Bulker operators and owners have joined forces with the Rio Tinto, Cargill and BHP-owned Rightship to establish new rules to drive up safety standards in the sector.
The new Dry Bulk Management Standard (DBMS) project is being led by risk manager RightShip, inspired to some extent by the Oil Companies International Marine Forum (OCIMF) which manages benchmarks for the tanker and offshore industry.
Big names such as Victor Restis' Enterprises Shipping & Trading and fellow Greek owner Neda Maritime Agency are on board as part of a working group of six companies that developed the scheme.
Launched on Thursday, the idea is to drive collaboration and conversation in the market, with a view to ultimately improving standards for managers and crews.
The standards are still in their draft format to encourage input from all industry players.
They are available on the new DBMS website, where owners and operators can download them and provide feedback.
Voluntary basis
The voluntary programme is designed to allow ship managers to measure their Safety Management System (SMS) against agreed industry standards.
The aim is to go beyond ISM Code benchmarks and allow operators to "stand out from the crowd", they added.
The oil and gas industry's OCIMF's ship inspection report programme (SIRE) has been in place since 1993 to improve safety standards.
It too is notionally voluntary for owners and operators, but it has effectively become a 'licence to trade'.
George Sarris, managing director of Enterprises Shipping, said: "DBMS is meant to provide direction to shipping companies interested in improving their management system by regularly assessing their overall performance, identifying their weaknesses in different aspects of their operation and allowing for the implementation of best practices and KPIs that will assist them to gradually achieve their safety and environmental objectives.
"This will allow them to meet goals set in their corporate policies, and subsequently meet their obligations towards society."
He added: "New technologies and new regulations alone will not improve shipping standards, unless we perceive things differently.
"The enhancement of a safety culture across the industry is a necessity, and moving on from ‘paper compliance’ and ‘mandatory certification’ models to self-regulation and self-assessment will help us achieve our goals and bring about a better dry bulk segment."
The draft guidelines and standards have been created after months of collaboration with partners and operators across the dry bulk segment and the wider industry, including experienced shipmanagers and maritime experts.
Standards have been missing
Antonis Sakellis, safety and quality director at Neda Maritime, added: "A set of standards like DBMS has been missing from the dry bulk sector. It will allow companies individually, as well as the dry bulk industry as a whole, to gradually raise its level of safety.
"DBMS provides a common guideline of what the industry expects at each level, and companies can clearly plan their actions towards attaining excellence."
Provide expectations and targets
Benchmark a company’s management system
Allow the creation of self-assessment results
Compare self-assessment results against DBMS expectations
Four key areas
The draft guidelines focus on 30 areas of management practice across the four most serious risk areas faced in vessel operations: performance, people, plant and process.
DBMS will grade the excellence of a company’s SMS against measurable expectations and targets without involving the burdens of excessive inspections.

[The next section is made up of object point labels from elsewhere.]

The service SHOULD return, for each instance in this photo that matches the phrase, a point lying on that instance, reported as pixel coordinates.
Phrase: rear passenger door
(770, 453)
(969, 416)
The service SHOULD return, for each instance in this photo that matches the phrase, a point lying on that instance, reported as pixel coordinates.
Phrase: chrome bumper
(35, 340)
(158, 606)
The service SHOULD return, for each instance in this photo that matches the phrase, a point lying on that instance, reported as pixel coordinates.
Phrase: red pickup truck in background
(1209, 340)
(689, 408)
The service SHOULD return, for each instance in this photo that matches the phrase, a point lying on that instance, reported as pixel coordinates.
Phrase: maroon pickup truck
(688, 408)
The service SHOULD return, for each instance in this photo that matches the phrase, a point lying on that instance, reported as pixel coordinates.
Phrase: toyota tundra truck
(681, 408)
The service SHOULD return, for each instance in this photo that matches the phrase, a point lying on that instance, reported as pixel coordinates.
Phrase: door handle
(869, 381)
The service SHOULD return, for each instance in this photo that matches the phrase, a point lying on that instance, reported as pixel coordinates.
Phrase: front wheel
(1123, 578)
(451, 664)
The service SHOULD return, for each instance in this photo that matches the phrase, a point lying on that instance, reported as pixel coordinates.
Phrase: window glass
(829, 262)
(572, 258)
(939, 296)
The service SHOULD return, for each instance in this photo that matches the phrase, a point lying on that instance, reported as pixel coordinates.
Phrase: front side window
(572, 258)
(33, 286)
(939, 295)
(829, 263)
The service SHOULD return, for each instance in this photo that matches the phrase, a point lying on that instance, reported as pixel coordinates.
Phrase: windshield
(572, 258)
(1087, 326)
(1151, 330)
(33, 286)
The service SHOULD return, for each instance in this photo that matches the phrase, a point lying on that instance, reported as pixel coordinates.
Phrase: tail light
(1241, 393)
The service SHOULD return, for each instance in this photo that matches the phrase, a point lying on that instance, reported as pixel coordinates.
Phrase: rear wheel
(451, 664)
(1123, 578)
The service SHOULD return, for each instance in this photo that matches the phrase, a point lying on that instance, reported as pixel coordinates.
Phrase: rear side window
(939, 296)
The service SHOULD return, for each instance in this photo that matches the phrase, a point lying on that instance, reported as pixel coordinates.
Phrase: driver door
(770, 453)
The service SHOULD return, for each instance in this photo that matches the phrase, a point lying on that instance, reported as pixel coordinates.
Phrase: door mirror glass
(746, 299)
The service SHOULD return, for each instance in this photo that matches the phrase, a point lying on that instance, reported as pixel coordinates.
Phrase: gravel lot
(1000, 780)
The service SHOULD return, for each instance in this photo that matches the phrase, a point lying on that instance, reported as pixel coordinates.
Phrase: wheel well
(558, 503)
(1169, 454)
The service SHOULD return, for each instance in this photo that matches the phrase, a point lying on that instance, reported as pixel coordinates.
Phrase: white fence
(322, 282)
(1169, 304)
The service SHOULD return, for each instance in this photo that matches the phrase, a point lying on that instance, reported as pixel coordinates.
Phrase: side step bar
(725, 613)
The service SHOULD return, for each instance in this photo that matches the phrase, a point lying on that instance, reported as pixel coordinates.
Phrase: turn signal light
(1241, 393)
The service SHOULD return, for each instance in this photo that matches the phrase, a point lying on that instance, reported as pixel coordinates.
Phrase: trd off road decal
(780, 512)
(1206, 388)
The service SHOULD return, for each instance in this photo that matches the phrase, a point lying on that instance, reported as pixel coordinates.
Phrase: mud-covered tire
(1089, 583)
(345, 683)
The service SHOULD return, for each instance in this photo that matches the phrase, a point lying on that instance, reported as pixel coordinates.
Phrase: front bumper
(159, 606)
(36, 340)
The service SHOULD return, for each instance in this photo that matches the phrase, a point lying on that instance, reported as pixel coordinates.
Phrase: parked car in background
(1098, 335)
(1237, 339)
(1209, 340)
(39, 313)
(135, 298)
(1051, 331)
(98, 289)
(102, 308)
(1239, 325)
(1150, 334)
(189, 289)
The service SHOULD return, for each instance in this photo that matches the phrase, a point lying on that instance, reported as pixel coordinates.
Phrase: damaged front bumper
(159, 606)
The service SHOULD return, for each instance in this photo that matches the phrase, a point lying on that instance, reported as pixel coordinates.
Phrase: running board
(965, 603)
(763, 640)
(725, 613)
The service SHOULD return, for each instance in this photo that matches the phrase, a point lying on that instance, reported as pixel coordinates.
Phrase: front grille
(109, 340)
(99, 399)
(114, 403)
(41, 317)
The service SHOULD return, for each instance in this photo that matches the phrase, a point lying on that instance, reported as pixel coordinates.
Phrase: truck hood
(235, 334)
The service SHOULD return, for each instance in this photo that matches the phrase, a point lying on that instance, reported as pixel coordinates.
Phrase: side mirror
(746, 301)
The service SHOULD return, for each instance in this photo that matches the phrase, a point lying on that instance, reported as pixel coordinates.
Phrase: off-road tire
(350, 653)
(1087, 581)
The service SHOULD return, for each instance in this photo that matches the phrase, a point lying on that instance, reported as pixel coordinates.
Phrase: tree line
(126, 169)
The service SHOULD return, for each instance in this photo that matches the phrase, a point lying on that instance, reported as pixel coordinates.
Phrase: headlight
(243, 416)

It will not be a replacement for the ISM Code, but it will build upon industry standards and provide a systematic approach to encourage shipmanagers to move from minimum compliance to operational excellence, the partners said.
Ongoing process
RightShip's Luke Fisher, project leader for DBMS, said: "Improving safety standards is an ongoing and constant area of focus for the dry bulk segment.
"DBMS will help to accelerate an increase in standards, and also provide an attainable benchmark for maritime excellence."
He added: "Importantly, this voluntary scheme is based on the principle of comparisons and collaboration.
"DBMS will also not stand still. In line with a segment that is being reshaped constantly, the guidelines and standards will themselves constantly evolve and develop with ongoing feedback from participants, creating shared investment in the whole sector’s journey towards safe, compliant, environmentally friendly operations.
"By continuing the same consultative process that shaped DBMS, we will be able to say with confidence that this standard has been set by the sector, for the sector."